Data science project analysing Airbnb data of Madrid to help a retail business make strategic decisions.
This is a discovery project, where the main goal is to explore the data sources, check hypotheses and find out new patterns and insights relevant for the business without requiring any machine learning algorithm.
A retail business is dedicated to make great investments in important touristic cities where they can buy properties and eventually rent them as tourist apartments.
The business managers have recently decided to invest in Madrid.
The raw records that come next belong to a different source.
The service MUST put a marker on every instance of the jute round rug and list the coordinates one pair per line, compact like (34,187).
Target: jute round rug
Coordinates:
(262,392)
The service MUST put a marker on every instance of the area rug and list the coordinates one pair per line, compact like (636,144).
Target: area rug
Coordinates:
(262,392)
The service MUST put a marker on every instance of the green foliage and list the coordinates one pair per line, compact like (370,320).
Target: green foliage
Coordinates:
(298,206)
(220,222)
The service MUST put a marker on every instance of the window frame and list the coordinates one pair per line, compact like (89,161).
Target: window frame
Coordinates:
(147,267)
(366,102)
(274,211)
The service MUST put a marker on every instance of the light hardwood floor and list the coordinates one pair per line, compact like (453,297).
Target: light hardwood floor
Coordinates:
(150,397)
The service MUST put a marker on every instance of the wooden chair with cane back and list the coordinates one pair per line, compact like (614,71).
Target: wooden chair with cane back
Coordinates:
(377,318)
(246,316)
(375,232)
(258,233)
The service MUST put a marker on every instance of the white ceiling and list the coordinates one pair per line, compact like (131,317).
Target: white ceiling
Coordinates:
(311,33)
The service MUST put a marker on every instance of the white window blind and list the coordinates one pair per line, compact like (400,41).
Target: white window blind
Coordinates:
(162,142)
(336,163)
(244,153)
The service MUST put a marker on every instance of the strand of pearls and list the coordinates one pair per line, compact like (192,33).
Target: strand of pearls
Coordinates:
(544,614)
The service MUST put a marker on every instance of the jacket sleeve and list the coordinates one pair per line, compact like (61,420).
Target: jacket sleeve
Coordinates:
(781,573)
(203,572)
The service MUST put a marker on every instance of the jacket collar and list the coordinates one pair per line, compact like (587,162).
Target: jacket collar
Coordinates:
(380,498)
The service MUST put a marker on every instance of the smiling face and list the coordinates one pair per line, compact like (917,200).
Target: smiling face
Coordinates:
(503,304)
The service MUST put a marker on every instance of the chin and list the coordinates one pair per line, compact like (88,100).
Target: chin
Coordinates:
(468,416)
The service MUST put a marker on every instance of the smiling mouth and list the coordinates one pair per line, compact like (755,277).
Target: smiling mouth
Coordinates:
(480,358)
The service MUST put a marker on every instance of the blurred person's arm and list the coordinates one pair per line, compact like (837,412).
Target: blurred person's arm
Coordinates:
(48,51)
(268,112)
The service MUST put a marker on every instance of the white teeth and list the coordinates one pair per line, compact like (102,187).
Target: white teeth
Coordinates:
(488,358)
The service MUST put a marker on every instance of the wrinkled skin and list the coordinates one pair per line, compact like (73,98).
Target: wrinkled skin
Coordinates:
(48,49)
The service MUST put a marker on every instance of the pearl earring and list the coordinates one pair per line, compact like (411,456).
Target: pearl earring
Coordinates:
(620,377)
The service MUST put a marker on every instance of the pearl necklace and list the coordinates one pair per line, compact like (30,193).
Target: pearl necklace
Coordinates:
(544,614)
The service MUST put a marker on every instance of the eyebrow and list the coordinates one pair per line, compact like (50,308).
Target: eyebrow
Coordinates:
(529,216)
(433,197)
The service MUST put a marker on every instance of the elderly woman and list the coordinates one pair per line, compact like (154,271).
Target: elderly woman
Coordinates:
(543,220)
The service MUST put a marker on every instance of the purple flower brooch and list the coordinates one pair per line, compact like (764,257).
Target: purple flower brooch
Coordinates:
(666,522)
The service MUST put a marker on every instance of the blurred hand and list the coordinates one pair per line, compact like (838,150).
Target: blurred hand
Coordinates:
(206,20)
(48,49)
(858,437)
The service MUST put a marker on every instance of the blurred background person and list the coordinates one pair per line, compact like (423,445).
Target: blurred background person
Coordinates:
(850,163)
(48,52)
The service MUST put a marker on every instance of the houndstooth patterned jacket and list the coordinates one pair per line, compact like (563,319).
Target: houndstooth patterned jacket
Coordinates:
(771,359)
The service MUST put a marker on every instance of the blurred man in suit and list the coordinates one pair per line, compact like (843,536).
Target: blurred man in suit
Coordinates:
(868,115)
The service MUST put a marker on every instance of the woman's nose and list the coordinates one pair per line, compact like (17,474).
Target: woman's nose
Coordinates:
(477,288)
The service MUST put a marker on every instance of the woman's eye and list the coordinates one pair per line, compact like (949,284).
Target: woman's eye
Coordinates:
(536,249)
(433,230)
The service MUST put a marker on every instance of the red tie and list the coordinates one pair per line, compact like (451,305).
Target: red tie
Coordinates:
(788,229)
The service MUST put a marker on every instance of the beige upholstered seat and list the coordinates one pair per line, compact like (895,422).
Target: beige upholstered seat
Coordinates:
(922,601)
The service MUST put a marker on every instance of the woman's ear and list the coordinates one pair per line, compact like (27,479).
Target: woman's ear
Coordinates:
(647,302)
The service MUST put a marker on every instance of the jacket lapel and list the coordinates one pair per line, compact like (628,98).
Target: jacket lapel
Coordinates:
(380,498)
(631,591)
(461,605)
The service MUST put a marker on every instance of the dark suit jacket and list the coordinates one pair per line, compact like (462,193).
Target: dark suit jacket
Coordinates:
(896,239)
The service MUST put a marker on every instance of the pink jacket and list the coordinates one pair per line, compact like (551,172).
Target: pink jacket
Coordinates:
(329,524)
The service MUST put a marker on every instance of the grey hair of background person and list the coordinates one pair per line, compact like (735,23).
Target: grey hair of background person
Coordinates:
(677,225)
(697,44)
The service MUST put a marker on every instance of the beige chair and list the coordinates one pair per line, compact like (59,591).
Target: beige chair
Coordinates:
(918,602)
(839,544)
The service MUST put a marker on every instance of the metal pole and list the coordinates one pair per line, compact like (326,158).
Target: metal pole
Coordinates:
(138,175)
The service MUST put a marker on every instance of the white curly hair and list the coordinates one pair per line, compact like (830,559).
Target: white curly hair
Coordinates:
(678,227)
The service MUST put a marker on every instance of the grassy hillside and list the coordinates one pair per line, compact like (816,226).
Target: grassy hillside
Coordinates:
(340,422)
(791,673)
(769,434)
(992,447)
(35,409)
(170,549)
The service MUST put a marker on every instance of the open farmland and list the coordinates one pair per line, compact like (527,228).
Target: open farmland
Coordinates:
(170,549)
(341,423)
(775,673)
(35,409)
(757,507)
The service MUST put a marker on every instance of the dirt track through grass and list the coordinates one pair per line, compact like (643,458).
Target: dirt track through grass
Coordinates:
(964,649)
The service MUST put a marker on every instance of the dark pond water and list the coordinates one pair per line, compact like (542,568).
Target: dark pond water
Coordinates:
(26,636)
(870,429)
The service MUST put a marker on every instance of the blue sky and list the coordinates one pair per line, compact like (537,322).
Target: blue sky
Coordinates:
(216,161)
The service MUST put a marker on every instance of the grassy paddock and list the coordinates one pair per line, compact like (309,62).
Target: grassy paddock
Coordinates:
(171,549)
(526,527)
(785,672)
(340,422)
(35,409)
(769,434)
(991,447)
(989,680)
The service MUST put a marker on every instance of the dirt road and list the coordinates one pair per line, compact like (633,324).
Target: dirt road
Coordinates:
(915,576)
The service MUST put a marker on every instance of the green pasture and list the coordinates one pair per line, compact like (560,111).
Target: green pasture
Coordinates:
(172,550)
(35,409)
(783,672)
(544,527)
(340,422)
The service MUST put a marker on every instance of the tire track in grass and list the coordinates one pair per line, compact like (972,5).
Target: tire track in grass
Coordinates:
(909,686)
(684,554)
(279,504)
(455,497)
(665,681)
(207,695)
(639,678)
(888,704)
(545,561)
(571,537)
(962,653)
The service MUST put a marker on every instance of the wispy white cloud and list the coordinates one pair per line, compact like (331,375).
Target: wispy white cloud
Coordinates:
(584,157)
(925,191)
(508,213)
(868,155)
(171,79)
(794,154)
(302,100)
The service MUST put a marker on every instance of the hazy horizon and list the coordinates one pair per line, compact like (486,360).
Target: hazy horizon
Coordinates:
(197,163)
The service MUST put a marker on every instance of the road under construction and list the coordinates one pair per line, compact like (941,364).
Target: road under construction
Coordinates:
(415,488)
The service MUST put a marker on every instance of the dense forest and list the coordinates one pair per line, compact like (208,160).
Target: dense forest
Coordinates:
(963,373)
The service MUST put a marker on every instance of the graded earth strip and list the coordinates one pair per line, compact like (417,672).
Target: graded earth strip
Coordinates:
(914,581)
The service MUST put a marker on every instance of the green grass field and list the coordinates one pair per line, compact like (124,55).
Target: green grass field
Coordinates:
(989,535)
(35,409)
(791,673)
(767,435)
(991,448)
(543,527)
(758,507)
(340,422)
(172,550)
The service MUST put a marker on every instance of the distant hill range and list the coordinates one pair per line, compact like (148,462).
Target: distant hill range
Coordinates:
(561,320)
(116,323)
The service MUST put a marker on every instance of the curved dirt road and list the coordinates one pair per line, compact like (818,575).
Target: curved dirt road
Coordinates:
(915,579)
The data science team has been required to analyse the Airbnb public data to find those properties that can lead to the greatest revenue for the business.
As the main requirement, they expect to know what type of property they should be looking for among the existent properties and the main neighbourhoods or districts they should focus on.
Find the property profile that maximise the potential revenue in the renting retail market and the main neighbourhoods where these are situated.
After talking with the business team we are informed that those levers (this is, metrics we can analyse) that have the greatest revenue impact are the following:
- Renting price: the greater the renting price the greater the revenue.
- Availability: generally the more days the property is occupied for renting the greater the revenue (more demand).
- Property price: the cheaper the property the greater the revenue.
- The renting price will be measured by the price for one night in euros according to Airbnb.
- The availaibility will be measured as the total number of days the property can be rented.
- The property price will be measured as the product between the total surface of the property and its average price per m2. Then, a 25% discount will be applied to the final price assuming the business can negotiate and lower the purchase price thanks to the purchase team.
The relevant entities we can retrieve data from in order to accomplish our objective are the following:
- Airbnb dataset of Madrid
- Price per m2 in the city of Madrid by district
Some web scrapping is necessary to obtain all the data.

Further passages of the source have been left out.